Todos os animais são iguais, mas alguns são mais iguais que outros.” Essa frase do livro “A Revolução dos Bichos” relaciona-se intimamente com a questão do saneamento básico brasileiro o qual por não abarcar toda a sociedade, denuncia um olhar excludente àqueles que não tem acesso a ele. Essa problemática tem como desafios a marginalização da parcela mais pobre da população e a falta de fiscalização do poder público às obras destinadas à melhoria do saneamento.

Inicialmente, é fato que a precariedade no saneamento básico brasileiro é histórico e que atinge sobretudo, aos mais pobres. Historicamente, logo que desembarcou em solo brasileiro em 1820, a família real providenciou melhorias sanitárias para as cidades as quais receberiam a corte ao passo que despejou para locais insalubres e distantes do centro a parcela empobrecida da população.

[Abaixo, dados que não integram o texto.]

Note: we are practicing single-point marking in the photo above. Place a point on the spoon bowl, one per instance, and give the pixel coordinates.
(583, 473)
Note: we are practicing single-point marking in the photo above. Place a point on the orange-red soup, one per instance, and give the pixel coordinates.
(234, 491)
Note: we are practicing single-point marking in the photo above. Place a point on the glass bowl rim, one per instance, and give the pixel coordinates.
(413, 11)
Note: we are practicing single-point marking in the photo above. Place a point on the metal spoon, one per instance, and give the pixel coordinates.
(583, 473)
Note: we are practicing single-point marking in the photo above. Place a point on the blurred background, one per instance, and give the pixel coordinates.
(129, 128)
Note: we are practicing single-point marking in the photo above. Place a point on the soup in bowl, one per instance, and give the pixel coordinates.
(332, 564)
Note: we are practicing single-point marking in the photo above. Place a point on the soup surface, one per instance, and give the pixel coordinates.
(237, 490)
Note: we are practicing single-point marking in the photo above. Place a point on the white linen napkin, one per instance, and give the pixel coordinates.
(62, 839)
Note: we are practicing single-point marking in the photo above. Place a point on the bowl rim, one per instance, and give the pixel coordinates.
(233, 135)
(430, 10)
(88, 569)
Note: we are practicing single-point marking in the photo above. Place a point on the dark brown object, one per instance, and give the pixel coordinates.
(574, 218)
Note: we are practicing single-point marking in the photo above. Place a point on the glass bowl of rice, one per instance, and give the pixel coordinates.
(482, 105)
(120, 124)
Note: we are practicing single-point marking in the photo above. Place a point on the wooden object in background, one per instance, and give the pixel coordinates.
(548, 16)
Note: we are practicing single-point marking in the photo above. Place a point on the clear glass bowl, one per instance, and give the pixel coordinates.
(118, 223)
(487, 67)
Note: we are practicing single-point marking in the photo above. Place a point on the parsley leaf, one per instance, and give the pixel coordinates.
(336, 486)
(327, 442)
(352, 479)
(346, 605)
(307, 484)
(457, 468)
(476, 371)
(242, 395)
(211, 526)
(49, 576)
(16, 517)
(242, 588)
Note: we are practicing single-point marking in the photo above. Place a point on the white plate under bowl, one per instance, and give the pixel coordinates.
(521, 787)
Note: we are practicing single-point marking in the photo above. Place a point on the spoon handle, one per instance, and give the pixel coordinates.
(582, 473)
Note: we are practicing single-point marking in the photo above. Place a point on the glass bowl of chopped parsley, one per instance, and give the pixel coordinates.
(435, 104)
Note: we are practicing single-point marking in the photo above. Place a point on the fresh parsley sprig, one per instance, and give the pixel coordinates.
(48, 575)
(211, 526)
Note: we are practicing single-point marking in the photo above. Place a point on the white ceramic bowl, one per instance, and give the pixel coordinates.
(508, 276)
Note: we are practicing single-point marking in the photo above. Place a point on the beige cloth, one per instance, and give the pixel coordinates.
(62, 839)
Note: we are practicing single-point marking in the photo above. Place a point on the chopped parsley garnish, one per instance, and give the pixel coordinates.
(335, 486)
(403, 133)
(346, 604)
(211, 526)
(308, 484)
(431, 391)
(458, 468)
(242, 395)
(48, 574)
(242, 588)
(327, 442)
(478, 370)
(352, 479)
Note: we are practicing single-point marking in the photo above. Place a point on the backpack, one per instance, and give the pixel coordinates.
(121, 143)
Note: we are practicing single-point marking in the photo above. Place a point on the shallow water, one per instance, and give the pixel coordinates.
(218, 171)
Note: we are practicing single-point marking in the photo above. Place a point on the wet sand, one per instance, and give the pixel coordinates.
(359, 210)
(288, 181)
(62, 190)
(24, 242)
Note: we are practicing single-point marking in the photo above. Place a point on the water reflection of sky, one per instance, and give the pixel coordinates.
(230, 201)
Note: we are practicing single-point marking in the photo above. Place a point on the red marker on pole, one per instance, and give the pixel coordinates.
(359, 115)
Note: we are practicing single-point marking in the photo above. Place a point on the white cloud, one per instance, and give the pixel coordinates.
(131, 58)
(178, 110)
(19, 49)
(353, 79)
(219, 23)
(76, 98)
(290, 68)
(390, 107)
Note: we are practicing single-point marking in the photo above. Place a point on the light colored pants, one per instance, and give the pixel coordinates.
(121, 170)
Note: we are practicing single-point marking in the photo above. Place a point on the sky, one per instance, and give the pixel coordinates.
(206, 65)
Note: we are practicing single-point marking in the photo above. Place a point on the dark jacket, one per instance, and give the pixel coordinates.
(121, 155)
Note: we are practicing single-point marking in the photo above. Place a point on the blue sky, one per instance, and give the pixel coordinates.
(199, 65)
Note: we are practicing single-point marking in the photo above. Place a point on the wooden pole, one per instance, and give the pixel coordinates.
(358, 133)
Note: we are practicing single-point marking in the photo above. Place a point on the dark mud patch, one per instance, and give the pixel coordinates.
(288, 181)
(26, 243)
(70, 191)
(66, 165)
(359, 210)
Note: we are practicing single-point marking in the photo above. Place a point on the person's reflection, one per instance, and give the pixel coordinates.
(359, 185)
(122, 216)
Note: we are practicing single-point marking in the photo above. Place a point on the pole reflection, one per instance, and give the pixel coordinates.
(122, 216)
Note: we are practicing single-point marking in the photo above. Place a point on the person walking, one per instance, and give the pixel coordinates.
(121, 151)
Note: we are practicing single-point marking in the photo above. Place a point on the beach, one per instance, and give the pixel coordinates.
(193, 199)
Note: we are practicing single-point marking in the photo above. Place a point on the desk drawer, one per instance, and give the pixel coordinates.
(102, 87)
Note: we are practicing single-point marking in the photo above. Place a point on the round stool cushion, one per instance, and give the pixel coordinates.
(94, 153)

Hoje, infelizmente, ver-se que pouca coisa mudou e os marginalizados no conjunto social continuam com pouquíssimo acesso a um saneamento básico de qualidade, tendo que construir suas vidas sem recursos básicos tais quais: infraestrutura, planejamento urbano ou salubridade. Consoante apontado pelo IBGE, a desigualdade social foi o principal fator para que o número de aglomerados subnormais dobrasse em 2020, chegando a quase ter mil. Diante disso, fica claro que a marginalização social é um desafio para o saneamento cujas mazelas continuam a vitimar milhares de cidadãos e por isso, deve ser superado.